Being in a maritime environment presented other transportation barriers. Previously, if Grand Manan clients could get someone to help them onto the ferry, Castell says, “The Blacks Harbour ferry operator was really good about letting me drive onto the ferry to pick them up. Now people in motorized wheelchairs can just drive off the ferry and get on the van.”

Volunteers need training in certain areas, such as operating the ramp and tie downs. There is a training video, but Castell says trainees also need in-person sessions, which he describes as “very doable.” To date, four CDAR volunteers are trained in driving and operating the MV-1.

The first person to use the MV-1, David Kennedy says, “I was the guinea pig, but no body dropped me.”

Kennedy met CDAR when he served as a volunteer driver. Now, he uses an electric wheelchair, and uses CDAR to get from Fundy Nursing Home in Blacks Harbour, to important medical appointments in Saint John. Kennedy has mobility issues and “Tends to fall when I walk,” so a wheelchair is necessary for going any further than walking around his room. His parents, who “live around the corner,” were taking him to his appointments, but Kennedy was worried about this arrangement as his parents age and so he uses CDAR.

Before the MV-1, Kennedy would have to be go in a manual wheelchair, transfer to the volunteer’s vehicle, have them stow the wheelchair, repeat the process upon arrival, and have someone push him in the wheelchair to his destination. Not only is the MV-1 easier for himself and the volunteer driver, Kennedy says it increases his independence. Once at the location, he can take himself to where he is going. “It’s kind of nice to be a grown-up,” he laughs.

Kennedy, who has been using his wheelchair for three years, fully realizes the restrictions it places upon him. “It’s surprising how many places are not wheelchair accessible, even the drugstore in St. George does not have automated doors,” he says. “I have to wait for someone to open them.”

Another problem he has encountered is washrooms which are not wheelchair accessible. “Sometimes it says it is, but the doors are not automatic, so I can’t open the door to get into the washroom.”

Kennedy likes getting out. “I like going down to Hooper’s [Village Mart], or go to church nearby,” he says.

“I like getting out in the open air.”

COVID had imposed restrictive lock downs, and extended lock downs are in place at the nursing home where he resides.
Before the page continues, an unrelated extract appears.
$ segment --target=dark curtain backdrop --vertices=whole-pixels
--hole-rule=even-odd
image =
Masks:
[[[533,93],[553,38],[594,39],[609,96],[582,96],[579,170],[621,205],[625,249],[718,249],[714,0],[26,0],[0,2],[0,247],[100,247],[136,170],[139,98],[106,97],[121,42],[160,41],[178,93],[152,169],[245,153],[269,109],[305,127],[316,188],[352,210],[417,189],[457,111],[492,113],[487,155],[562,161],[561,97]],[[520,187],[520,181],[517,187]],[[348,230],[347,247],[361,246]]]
Except for medical visits, Kennedy says, “Because I am living in a nursing home, we’re not allowed to go out visiting or whatever.”

Until Kennedy is “released” as he puts it, he is doing his best to stay busy while in lock down. “The minister has not been allowed to come and we have had no church services in quite some time,” he says.

Kennedy has been filling in by hosting a service. “I found a non-denominational and dementia friendly church service on YouTube,” he describes. “It with very simple, with lots of hymns. Everyone seems to like it.”

When Kennedy is able to get about again, it is possible as the province has lifted COVID restrictions, the MV-1’s sneeze guard to come down and allow the front seat to become a wheelchair position, allowing Kennedy to ride shotgun. One of MV-1’s special features is wheelchairs can go up front next to the driver.

As Grande says in, “We call it the dignity position.”